И, наконец, сам язык платоновского произведения также близок к поэтическому по своему семантическому наполнению, ассоциативности и метафоричности. В качестве средств поэтической выразительности автор использует большое количество тропов. Это эпитеты: «черная пустынная яма», «смеющаяся любящая толпа», «неискупимый грех», «ясновидящая мысль», позволяющие более полно почувствовать переживания автора и проникнуться его картиной мира, а также метафоры и сравнения — от развернутого образа дороги («Мы же идем смеющейся любящей толпой по одной случайной дороге» (174)) и растительных метафор как характеристик растущего, меняющегося человека («Сердце это корень, из которого растет и растет человек» (174)) до окказиональных метафорических образов: «жизнь — высокий пламенный цвет» (174), «душа человека всегда жених, ищущий свою невесту» (174).

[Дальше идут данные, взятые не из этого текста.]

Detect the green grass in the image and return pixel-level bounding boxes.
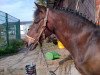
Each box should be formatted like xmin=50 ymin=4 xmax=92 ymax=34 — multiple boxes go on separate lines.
xmin=0 ymin=39 xmax=24 ymax=56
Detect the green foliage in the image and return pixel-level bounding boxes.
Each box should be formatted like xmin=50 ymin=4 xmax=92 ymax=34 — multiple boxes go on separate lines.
xmin=37 ymin=0 xmax=46 ymax=6
xmin=0 ymin=39 xmax=24 ymax=56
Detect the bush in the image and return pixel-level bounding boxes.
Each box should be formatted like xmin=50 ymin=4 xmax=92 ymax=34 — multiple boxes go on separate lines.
xmin=0 ymin=39 xmax=24 ymax=56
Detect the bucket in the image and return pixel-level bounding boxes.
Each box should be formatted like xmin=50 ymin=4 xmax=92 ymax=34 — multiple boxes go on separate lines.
xmin=58 ymin=41 xmax=65 ymax=49
xmin=45 ymin=51 xmax=61 ymax=60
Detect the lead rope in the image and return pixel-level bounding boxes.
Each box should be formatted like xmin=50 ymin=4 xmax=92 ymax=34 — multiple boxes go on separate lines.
xmin=40 ymin=45 xmax=60 ymax=75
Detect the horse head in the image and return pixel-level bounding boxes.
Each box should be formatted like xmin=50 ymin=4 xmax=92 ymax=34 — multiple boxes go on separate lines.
xmin=26 ymin=4 xmax=53 ymax=47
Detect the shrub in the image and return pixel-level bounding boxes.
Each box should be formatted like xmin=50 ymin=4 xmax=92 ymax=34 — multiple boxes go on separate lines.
xmin=0 ymin=39 xmax=24 ymax=56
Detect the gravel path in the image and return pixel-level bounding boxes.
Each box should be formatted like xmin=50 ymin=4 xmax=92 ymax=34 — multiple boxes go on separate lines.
xmin=0 ymin=43 xmax=80 ymax=75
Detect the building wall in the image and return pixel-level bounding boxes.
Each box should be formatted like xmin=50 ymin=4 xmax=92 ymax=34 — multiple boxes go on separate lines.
xmin=63 ymin=0 xmax=95 ymax=22
xmin=96 ymin=0 xmax=100 ymax=25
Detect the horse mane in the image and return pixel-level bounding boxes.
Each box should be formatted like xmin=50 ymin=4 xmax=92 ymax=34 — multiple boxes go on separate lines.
xmin=55 ymin=7 xmax=99 ymax=26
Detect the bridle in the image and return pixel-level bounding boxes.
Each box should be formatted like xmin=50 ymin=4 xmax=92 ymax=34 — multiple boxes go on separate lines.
xmin=26 ymin=8 xmax=49 ymax=45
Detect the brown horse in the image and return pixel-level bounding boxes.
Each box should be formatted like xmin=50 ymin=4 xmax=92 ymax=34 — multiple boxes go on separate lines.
xmin=27 ymin=4 xmax=100 ymax=75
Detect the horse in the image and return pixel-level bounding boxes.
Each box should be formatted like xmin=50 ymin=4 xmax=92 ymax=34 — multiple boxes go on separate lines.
xmin=26 ymin=4 xmax=100 ymax=75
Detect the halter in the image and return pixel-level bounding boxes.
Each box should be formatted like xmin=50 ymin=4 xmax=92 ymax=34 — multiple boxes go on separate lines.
xmin=26 ymin=8 xmax=49 ymax=44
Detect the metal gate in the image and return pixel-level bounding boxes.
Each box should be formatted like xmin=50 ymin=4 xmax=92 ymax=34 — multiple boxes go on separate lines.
xmin=0 ymin=11 xmax=20 ymax=47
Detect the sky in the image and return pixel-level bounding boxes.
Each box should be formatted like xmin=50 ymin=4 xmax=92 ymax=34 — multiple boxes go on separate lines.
xmin=0 ymin=0 xmax=36 ymax=21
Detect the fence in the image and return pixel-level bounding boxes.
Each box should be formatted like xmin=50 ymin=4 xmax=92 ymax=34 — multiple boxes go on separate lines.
xmin=0 ymin=11 xmax=20 ymax=47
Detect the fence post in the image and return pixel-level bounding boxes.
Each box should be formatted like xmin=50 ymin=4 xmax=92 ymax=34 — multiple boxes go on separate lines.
xmin=16 ymin=20 xmax=21 ymax=39
xmin=5 ymin=13 xmax=9 ymax=45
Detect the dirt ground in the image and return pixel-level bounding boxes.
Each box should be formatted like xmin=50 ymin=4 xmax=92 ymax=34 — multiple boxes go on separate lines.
xmin=0 ymin=43 xmax=80 ymax=75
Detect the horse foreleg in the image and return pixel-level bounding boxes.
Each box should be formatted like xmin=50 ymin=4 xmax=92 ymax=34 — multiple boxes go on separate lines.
xmin=59 ymin=55 xmax=72 ymax=65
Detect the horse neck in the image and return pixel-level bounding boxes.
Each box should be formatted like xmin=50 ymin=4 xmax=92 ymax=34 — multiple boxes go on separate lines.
xmin=50 ymin=8 xmax=95 ymax=57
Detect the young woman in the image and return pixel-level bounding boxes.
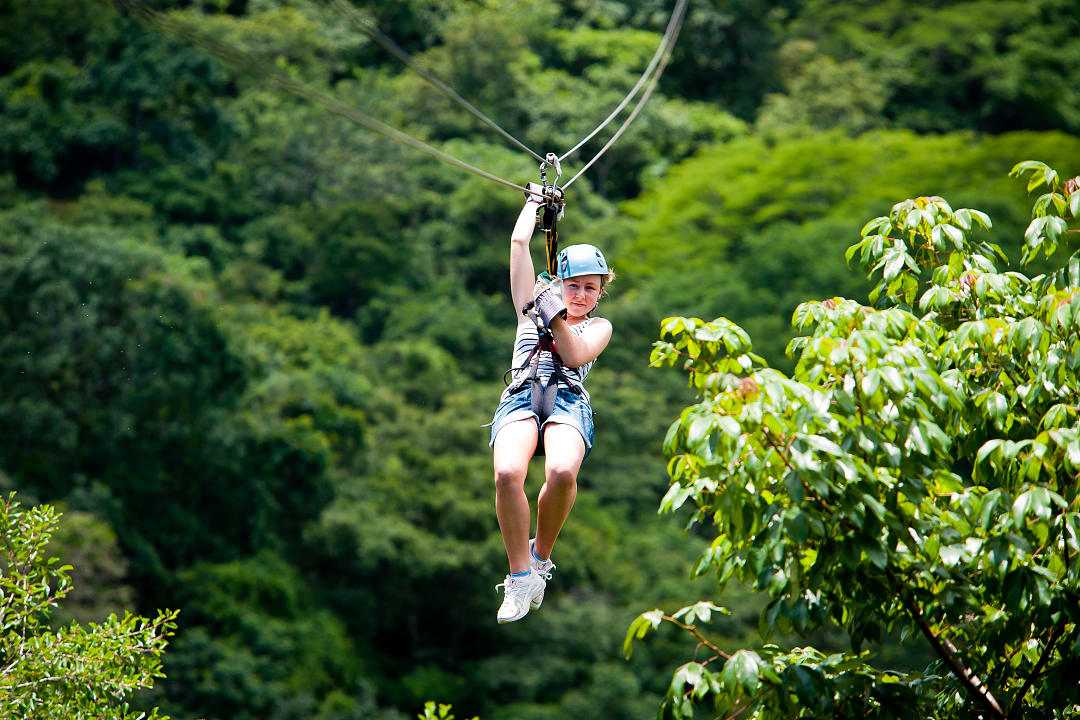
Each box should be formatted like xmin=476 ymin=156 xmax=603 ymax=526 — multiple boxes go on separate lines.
xmin=490 ymin=198 xmax=613 ymax=623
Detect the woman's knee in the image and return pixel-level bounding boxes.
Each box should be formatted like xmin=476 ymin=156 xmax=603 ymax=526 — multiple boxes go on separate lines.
xmin=495 ymin=465 xmax=528 ymax=492
xmin=544 ymin=463 xmax=578 ymax=490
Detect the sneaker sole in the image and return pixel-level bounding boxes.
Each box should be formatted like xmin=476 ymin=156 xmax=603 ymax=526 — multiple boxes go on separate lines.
xmin=496 ymin=608 xmax=531 ymax=625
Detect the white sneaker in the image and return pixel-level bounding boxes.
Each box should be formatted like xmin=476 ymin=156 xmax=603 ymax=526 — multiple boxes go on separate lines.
xmin=495 ymin=571 xmax=546 ymax=623
xmin=529 ymin=538 xmax=555 ymax=610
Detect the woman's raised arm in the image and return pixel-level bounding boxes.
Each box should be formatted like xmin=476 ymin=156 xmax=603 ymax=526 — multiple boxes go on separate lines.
xmin=510 ymin=196 xmax=540 ymax=322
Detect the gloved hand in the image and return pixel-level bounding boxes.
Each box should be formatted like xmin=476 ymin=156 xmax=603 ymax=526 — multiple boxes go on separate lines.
xmin=532 ymin=277 xmax=566 ymax=328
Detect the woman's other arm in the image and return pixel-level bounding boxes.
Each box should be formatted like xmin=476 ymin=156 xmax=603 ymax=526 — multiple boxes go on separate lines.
xmin=550 ymin=317 xmax=611 ymax=367
xmin=510 ymin=196 xmax=540 ymax=322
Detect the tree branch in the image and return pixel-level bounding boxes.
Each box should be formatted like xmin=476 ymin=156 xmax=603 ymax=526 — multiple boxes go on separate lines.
xmin=886 ymin=571 xmax=1008 ymax=720
xmin=1009 ymin=615 xmax=1065 ymax=716
xmin=661 ymin=615 xmax=731 ymax=662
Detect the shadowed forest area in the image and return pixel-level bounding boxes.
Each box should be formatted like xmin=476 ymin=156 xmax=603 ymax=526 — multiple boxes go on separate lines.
xmin=0 ymin=0 xmax=1080 ymax=720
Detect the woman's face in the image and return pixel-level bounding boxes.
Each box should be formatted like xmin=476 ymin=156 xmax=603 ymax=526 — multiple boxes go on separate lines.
xmin=563 ymin=275 xmax=603 ymax=317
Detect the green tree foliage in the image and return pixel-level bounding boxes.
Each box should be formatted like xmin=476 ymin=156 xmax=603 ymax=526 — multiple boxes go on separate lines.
xmin=0 ymin=493 xmax=177 ymax=720
xmin=615 ymin=127 xmax=1080 ymax=366
xmin=626 ymin=162 xmax=1080 ymax=718
xmin=787 ymin=0 xmax=1080 ymax=133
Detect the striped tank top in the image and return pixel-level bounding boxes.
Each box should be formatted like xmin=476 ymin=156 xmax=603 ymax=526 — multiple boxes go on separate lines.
xmin=499 ymin=317 xmax=596 ymax=403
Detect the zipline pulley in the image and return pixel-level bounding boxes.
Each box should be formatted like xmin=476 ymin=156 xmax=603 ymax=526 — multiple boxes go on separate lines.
xmin=525 ymin=152 xmax=566 ymax=277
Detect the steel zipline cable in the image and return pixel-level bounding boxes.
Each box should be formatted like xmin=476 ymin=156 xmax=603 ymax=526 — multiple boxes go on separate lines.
xmin=332 ymin=0 xmax=543 ymax=162
xmin=561 ymin=0 xmax=689 ymax=164
xmin=563 ymin=0 xmax=687 ymax=190
xmin=112 ymin=0 xmax=537 ymax=194
xmin=112 ymin=0 xmax=689 ymax=196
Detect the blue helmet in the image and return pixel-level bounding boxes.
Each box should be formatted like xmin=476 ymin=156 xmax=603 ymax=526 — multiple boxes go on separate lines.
xmin=556 ymin=245 xmax=610 ymax=280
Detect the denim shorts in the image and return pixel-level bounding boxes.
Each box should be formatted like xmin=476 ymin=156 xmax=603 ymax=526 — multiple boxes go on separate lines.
xmin=488 ymin=385 xmax=596 ymax=458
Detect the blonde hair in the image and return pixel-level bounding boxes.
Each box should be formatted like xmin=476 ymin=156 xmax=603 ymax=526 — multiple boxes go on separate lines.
xmin=596 ymin=268 xmax=615 ymax=301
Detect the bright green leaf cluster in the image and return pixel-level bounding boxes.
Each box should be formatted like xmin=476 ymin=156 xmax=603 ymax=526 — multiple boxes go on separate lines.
xmin=0 ymin=493 xmax=177 ymax=720
xmin=639 ymin=163 xmax=1080 ymax=718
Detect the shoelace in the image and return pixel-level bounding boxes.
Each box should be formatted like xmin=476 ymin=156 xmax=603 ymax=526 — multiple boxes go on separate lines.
xmin=495 ymin=575 xmax=529 ymax=597
xmin=532 ymin=560 xmax=555 ymax=580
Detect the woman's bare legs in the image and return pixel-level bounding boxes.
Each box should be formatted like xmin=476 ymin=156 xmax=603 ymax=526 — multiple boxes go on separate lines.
xmin=536 ymin=422 xmax=585 ymax=559
xmin=494 ymin=417 xmax=538 ymax=572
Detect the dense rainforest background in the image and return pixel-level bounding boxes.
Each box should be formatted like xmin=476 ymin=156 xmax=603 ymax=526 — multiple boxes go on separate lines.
xmin=0 ymin=0 xmax=1080 ymax=720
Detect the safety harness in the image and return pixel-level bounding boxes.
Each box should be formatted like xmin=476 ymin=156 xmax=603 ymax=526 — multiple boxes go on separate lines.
xmin=498 ymin=152 xmax=581 ymax=442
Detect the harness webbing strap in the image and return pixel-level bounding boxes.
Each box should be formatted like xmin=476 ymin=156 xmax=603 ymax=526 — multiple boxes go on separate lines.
xmin=543 ymin=211 xmax=558 ymax=277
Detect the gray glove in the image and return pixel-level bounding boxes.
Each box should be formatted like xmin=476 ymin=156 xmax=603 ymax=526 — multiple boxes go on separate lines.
xmin=532 ymin=283 xmax=566 ymax=328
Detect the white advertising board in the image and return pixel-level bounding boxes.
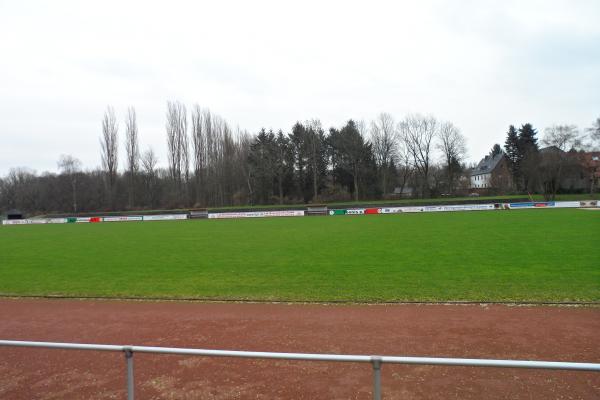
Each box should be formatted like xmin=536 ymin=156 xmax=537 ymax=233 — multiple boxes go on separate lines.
xmin=379 ymin=207 xmax=402 ymax=214
xmin=143 ymin=214 xmax=187 ymax=221
xmin=346 ymin=208 xmax=365 ymax=215
xmin=554 ymin=201 xmax=581 ymax=208
xmin=208 ymin=210 xmax=304 ymax=219
xmin=102 ymin=215 xmax=142 ymax=222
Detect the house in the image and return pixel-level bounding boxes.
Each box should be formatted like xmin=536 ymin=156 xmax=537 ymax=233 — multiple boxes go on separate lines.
xmin=470 ymin=153 xmax=512 ymax=191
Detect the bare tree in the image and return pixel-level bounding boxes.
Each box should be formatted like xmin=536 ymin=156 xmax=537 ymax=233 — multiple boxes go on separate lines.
xmin=100 ymin=106 xmax=119 ymax=209
xmin=396 ymin=141 xmax=414 ymax=196
xmin=58 ymin=154 xmax=81 ymax=213
xmin=398 ymin=114 xmax=438 ymax=197
xmin=371 ymin=113 xmax=398 ymax=195
xmin=542 ymin=125 xmax=582 ymax=151
xmin=192 ymin=105 xmax=206 ymax=203
xmin=437 ymin=122 xmax=467 ymax=192
xmin=141 ymin=148 xmax=158 ymax=207
xmin=166 ymin=101 xmax=189 ymax=200
xmin=586 ymin=118 xmax=600 ymax=143
xmin=125 ymin=107 xmax=140 ymax=208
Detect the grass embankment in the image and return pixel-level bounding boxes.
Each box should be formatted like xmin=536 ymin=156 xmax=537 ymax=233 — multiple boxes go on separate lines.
xmin=0 ymin=209 xmax=600 ymax=302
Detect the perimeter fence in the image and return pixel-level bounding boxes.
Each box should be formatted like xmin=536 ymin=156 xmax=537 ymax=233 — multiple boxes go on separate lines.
xmin=0 ymin=340 xmax=600 ymax=400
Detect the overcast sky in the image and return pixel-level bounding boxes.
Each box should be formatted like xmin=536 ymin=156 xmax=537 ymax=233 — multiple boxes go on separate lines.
xmin=0 ymin=0 xmax=600 ymax=175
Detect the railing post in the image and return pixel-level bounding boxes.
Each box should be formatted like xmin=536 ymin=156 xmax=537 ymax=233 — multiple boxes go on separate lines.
xmin=371 ymin=356 xmax=381 ymax=400
xmin=123 ymin=347 xmax=134 ymax=400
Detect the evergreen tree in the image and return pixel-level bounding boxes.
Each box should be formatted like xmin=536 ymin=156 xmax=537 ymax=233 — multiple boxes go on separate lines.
xmin=517 ymin=123 xmax=539 ymax=191
xmin=517 ymin=123 xmax=539 ymax=158
xmin=490 ymin=143 xmax=504 ymax=157
xmin=504 ymin=125 xmax=521 ymax=188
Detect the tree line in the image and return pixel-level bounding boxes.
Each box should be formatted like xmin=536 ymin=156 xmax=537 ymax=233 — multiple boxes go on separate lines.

Но, несмотря на то, что проблематика и многие из формальных признаков «Поэмы мысли» связывают ее со стихотворением в прозе, субъектная организация произведения не вполне характерна для данного жанра. Это объясняется особенностью позиции самого субъекта повествования, который, с одной стороны, осознает себя частью человечества — одним из многих, но, с другой, отмечает свою личную ответственность за судьбу Вселенной. Собственное понимание мира и своей роли в нем я-рассказчик старается донести до других, включить их в зону ответственности за этот мир. Таким образом размывается свойственная стихотворению в прозе «общая установка на выражение субъективного впечатления или переживания» [Гаспаров 2001: 1039]. Внутренняя позиция я-рассказчика расширяется до общечеловеческих масштабов, становясь выражением мыслей и чувств всех людей: «мы носим свою тоску и жажду невозможного», «мы живем и радуемся», «Мы люди, мы часть этого белого света» (174-175). Употребляемое вместо «я» местоимение «мы» приобретает здесь объединяющую, универсализирующую функцию. Подобный прием характерен для поэтики Пролеткульта и связан с жанром манифеста. В качестве примера приведем известные строки из манифеста А. Гастева «О тенденциях пролетарской культуры» (1919 г.): «Мы идем к невиданно объективной демонстрации вещей, механизированных толп и потрясающей, открытой грандиозности, не знающей ничего интимного и лирического» [Литературные манифесты 2000: 428]. Здесь способом перехода от я к мы автор пытается проникнуть в воспринимающее сознание с целью проведения своей жизненной позиции.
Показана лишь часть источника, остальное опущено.